Auckland Council confirmed to the Weekend Herald that two of the removals at the southern end of the beach occurred without consent.
Resource consents compliance manager Stefan Naude said one pohutukawa was removed from an esplanade reserve and "a stump with one small leafy branch" was removed from an area protected because it is a "Significant Ecological Area".
Mr Naude confirmed the council was also continuing to investigate a complaint "regarding unauthorised works to vegetation" within an area classified as a Significant Ecological Area (SEA) on three adjoining Clifton Rd properties.
The clifftop south of Takapuna beach was once largely covered in mature pohutukawa. Forest and Bird said it had been "devastated ... presumably to improve ocean views".
"Auckland Council documents show that the removal of the trees happened over several years, with the most recent removals occurring in March this year," Nick Beveridge, manager for the Auckland and Northland regions said.
Mature native trees had long been protected in Auckland, with special attention paid to coastal pohutukawa forest.
"Illegal destruction of native habitat on private land is a major problem in New Zealand," he said.
Property records list Peter Cooper and his wife as owners. Mr Cooper's company, Cooper and Company, developed the Britomart precinct.
He splits his time between New Zealand and the US. His company has offices in Texas and California and he has a home in Newport Beach.
Mr Cooper has a personal fortune of $740 million, according to the NBR 2015 Rich List estimate. Besides Britomart, notable developments include The Landing, providing luxury accommodation in the Bay of Islands, and Southlake Town Square - a shopping district 10 times the size of St Lukes - in the United States.
The Weekend Herald asked Mr Cooper through a spokeswoman for comment but had not received a reply by deadline last night.
Auckland Council would not comment about possible enforcement action before it completed its investigation.

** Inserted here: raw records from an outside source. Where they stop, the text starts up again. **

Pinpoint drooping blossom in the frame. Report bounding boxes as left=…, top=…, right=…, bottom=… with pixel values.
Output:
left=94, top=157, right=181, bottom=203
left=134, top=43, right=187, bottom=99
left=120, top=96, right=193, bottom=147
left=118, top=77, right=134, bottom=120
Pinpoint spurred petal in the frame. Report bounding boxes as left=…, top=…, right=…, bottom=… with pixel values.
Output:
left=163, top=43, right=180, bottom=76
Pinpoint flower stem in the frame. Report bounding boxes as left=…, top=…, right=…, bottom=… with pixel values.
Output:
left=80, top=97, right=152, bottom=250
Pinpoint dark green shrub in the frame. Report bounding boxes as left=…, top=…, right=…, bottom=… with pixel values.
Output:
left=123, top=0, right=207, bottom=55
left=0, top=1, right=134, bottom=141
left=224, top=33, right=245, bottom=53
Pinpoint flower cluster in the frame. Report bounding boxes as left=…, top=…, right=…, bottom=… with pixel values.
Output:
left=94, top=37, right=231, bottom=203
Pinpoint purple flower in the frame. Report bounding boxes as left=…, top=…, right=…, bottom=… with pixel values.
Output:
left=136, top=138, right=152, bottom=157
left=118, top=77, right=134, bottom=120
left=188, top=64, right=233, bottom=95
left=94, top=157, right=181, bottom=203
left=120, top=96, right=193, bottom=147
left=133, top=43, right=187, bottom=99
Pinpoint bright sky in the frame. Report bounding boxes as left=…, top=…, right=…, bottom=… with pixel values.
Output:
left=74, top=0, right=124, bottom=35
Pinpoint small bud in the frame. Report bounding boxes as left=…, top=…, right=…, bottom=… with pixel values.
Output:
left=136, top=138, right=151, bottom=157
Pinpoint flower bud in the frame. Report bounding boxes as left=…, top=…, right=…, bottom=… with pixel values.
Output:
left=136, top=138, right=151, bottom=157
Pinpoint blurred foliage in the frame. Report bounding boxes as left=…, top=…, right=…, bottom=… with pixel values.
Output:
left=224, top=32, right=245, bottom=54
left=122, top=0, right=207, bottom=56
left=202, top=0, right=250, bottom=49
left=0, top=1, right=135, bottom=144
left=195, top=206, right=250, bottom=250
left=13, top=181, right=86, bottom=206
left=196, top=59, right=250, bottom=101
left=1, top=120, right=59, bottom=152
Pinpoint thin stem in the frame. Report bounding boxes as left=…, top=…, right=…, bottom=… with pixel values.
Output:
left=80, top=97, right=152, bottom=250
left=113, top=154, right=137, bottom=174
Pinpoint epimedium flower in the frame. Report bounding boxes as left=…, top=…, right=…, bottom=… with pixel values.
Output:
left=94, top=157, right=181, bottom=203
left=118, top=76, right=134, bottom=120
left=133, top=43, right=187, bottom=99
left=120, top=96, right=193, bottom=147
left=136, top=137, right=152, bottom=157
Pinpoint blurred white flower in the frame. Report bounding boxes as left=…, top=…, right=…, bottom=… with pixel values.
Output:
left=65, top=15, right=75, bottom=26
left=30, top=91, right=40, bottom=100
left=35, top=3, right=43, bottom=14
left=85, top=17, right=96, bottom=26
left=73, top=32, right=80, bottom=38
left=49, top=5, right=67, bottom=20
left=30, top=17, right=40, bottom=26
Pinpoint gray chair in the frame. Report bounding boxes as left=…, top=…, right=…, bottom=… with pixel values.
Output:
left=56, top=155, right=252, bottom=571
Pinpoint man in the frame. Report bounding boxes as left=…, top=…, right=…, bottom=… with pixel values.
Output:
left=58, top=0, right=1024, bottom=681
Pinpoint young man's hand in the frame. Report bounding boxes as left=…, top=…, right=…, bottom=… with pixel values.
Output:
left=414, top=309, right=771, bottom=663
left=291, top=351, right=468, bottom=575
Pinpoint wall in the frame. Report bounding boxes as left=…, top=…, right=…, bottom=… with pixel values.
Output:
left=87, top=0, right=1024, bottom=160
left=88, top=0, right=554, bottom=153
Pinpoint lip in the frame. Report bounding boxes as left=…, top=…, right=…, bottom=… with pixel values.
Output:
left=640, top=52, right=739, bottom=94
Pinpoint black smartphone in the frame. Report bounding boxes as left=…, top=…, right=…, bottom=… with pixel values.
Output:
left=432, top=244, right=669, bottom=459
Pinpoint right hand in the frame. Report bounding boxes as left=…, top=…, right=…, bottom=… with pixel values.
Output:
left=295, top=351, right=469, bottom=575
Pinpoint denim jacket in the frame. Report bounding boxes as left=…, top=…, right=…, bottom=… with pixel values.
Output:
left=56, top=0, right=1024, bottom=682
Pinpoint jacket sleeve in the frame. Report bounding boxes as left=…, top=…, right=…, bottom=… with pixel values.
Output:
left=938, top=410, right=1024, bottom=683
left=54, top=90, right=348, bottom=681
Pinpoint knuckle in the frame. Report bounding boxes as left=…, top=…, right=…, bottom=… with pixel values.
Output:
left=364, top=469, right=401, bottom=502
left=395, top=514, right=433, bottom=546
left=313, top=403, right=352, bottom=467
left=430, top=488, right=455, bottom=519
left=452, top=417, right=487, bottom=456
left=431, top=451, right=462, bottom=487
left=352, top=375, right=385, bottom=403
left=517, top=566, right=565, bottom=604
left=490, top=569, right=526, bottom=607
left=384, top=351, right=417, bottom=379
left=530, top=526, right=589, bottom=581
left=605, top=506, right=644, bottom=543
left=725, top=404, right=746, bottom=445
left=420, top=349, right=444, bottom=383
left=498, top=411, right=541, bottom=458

"The site manager and contractors responsible for the works have been fully co-operative with the council and are obtaining, at their expense, arborocultural and ecological reports for council approval, with a view to having appropriate remedial work undertaken in the area," Mr Beveridge said.
"Any decision on possible enforcement action would be taken once the ecological reports are received and extent of any remedial work is known."
Illegal destruction of native habitat on private land is a major problem in New Zealand.
Forest and Bird is demanding that the landowner and tree contractors be made to reinstate the forest by planting the largest trees possible and be penalised appropriately for their actions.
"This situation illustrates the much bigger environmental issue which often goes unseen because it's happening inside property boundaries," Mr Beveridge said. "Many native wildlife and plants species are now completely lost from whole landscapes such as Takapuna, which is why there are rules for what you can and can't do on your property."
"We need our regional councils to monitor consented activities, and take a strong stance when the law is broken. Otherwise, one day soon we'll find our urban wildlife has been entirely whittled away by short term, private interests."
A weatherboard house appears to be being readied for removal from one of three adjoining properties on Clifton Rd and construction is under way to the large two-storey extension which, according to documents lodged with the council, was proposed to include a dining room, bathroom, bar, lounge, outdoor living area, bedroom, en suite and study.
The proposal document said the extension had been carefully designed to retain existing vegetation located centrally on the site including two mature pohutukawa trees, though the roots and branches of these two trees may be trimmed.